The cold was a shock that made him gasp out loud. At the front of the car, the water was not so deep—he could touch the bottom with his toes. Moving as fast as he could, he worked his way toward the rear of the car.
He’d made it to the rear door when his foot slipped on a slime-covered rock and he plummeted down, the water closing over his head. Despite the unrelenting black and the freezing grasp of the current, Luka remained calm. In a way, he’d been preparing for this moment for seventeen years.
After Cherise’s death, when it felt as if the entire world blamed him for pushing her over an emotional cliff, he’d been obsessed with what had happened to her, trying—and failing—to understand what she’d gone through and why she hadn’t saved herself. The coroner’s report said she’d been alive when she went into the water, she could have fought; he was so furious at her for not fighting—for him, for them.
As a way to deal with the maelstrom of emotions that had overwhelmed him, he’d begun swimming obsessively—not just swimming, but drowning. Or as close to it as he could force himself to come. Every time his instinct for self-preservation forced him back to the surface; he lacked the willpower to surrender his life.
Tonight, as he kicked his way back up, aiming at a churning in the current that he hoped marked the location of the sedan, Luka realized that Jack O’Brien was wrong. Not only was Luka not responsible for all the lives after Cherise that Jack had taken, Luka was also not at fault in Cherise’s death—and, most importantly, neither was Cherise. Finally, the burning question that had nearly destroyed Luka’s world was answered. There was no why. She’d never chosen to leave Luka or their life. They were both Jack’s victims, one living a life he’d never asked for, the other who had her life stolen from her.

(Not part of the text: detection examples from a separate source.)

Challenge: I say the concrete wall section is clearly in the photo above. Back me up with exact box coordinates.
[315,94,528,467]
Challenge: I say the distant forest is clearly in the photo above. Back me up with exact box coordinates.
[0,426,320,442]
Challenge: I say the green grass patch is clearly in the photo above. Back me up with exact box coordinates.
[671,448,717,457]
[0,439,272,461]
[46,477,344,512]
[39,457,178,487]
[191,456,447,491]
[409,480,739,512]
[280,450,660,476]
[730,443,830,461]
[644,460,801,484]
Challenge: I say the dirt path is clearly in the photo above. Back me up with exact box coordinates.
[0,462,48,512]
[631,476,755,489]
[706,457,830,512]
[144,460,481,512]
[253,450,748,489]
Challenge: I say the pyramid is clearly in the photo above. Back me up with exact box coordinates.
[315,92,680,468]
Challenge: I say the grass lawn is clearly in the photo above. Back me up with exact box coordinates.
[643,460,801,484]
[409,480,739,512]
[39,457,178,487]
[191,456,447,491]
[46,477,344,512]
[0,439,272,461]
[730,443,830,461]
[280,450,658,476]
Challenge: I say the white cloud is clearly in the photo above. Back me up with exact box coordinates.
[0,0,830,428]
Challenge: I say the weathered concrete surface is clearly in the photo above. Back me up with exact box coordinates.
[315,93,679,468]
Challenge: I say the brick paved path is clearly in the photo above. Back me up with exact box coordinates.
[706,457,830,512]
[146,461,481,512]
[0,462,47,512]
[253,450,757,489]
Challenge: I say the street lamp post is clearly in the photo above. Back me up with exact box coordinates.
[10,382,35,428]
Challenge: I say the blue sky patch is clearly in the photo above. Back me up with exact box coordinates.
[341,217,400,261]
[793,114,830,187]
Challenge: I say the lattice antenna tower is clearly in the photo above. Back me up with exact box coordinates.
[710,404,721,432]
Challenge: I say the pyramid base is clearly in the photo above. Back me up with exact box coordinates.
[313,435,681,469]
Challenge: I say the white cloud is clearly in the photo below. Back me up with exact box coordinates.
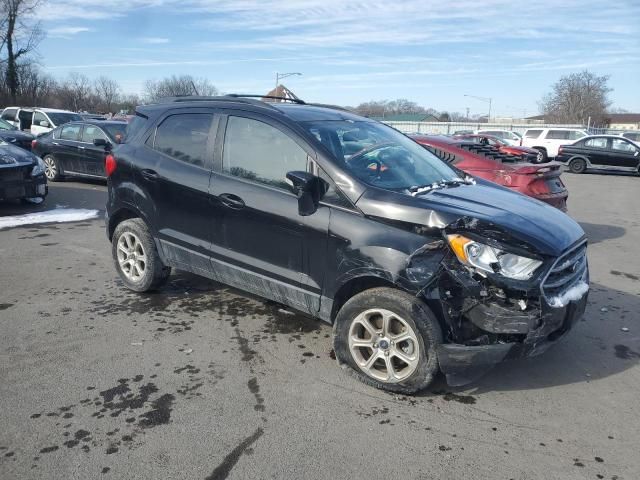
[46,26,91,38]
[140,37,169,45]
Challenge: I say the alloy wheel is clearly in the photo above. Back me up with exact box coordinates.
[43,157,58,180]
[117,232,147,282]
[349,308,420,383]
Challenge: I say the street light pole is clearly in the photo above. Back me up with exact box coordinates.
[464,93,493,123]
[276,72,302,90]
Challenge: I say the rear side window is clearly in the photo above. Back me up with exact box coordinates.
[584,138,607,148]
[60,125,81,140]
[524,130,542,138]
[82,125,107,143]
[2,108,18,121]
[153,113,213,167]
[546,130,570,140]
[222,117,307,190]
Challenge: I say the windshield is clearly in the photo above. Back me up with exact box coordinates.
[301,120,460,190]
[47,112,82,127]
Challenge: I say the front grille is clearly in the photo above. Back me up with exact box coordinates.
[542,243,587,300]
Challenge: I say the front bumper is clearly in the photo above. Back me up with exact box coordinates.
[437,284,588,386]
[0,175,49,200]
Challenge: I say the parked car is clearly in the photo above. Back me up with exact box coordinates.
[0,107,82,136]
[105,96,589,393]
[622,132,640,143]
[454,133,545,163]
[31,120,127,182]
[0,119,34,150]
[521,128,588,158]
[475,129,522,145]
[411,135,569,212]
[556,135,640,173]
[0,140,48,203]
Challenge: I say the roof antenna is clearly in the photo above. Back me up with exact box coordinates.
[191,79,200,97]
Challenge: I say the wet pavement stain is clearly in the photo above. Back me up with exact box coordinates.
[614,345,640,360]
[205,428,264,480]
[611,270,640,280]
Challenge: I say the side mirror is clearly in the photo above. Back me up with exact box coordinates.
[287,171,328,217]
[93,138,111,151]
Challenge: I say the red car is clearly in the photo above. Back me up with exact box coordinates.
[453,133,545,163]
[411,135,569,212]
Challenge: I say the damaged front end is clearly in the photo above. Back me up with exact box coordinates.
[424,220,589,386]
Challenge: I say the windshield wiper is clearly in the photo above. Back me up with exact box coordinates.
[409,175,476,197]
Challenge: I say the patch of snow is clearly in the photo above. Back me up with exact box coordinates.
[0,208,98,230]
[549,281,589,308]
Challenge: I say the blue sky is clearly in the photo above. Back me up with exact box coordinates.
[38,0,640,116]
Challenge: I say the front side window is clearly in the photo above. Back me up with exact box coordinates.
[524,130,542,138]
[611,138,636,153]
[2,108,18,122]
[584,138,607,148]
[153,113,213,167]
[222,116,307,190]
[60,124,81,140]
[82,125,108,143]
[301,120,460,191]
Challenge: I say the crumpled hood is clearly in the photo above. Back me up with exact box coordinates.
[0,144,38,168]
[357,180,585,256]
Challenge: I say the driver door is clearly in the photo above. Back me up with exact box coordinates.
[209,111,330,314]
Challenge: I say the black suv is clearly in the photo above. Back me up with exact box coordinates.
[105,96,589,393]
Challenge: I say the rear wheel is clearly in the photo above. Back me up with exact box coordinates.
[42,155,62,182]
[333,288,442,394]
[569,158,587,173]
[111,218,171,292]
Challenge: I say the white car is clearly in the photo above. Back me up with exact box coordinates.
[522,128,589,158]
[475,129,521,145]
[0,107,82,136]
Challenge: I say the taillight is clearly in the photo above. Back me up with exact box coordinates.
[104,154,118,177]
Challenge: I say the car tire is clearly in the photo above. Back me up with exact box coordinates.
[42,155,62,182]
[111,218,171,292]
[333,287,442,394]
[569,158,587,173]
[533,147,549,163]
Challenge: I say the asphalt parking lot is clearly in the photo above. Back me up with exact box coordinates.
[0,174,640,480]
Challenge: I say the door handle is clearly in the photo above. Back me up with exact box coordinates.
[218,193,245,210]
[140,168,159,182]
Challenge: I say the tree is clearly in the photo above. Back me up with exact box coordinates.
[143,75,218,102]
[539,70,612,124]
[93,75,120,112]
[0,0,43,104]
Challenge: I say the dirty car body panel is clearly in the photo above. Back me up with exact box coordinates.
[106,98,589,385]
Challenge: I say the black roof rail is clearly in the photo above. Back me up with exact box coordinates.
[226,93,306,105]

Relieved of the burden of seventeen years’ worth of guilt and doubt, Luka felt energized. He quickened his stroke, a calm certainty filling him, propelling his actions. His hand hit smooth metal—the Honda’s rear panel, angled down. He followed the curve, but the car was fully submerged.
His lungs burning with the effort, Luka pushed through the water, kicking against the current until he made blind contact with the sheet metal of the trunk’s lid. Ignoring his lungs screaming for oxygen, he felt his way down to the trunk itself, practically folding his body into the space, searching blindly. Breathe, he needed to breathe, but still he forced himself deeper inside until he hit the back seat. Where was she?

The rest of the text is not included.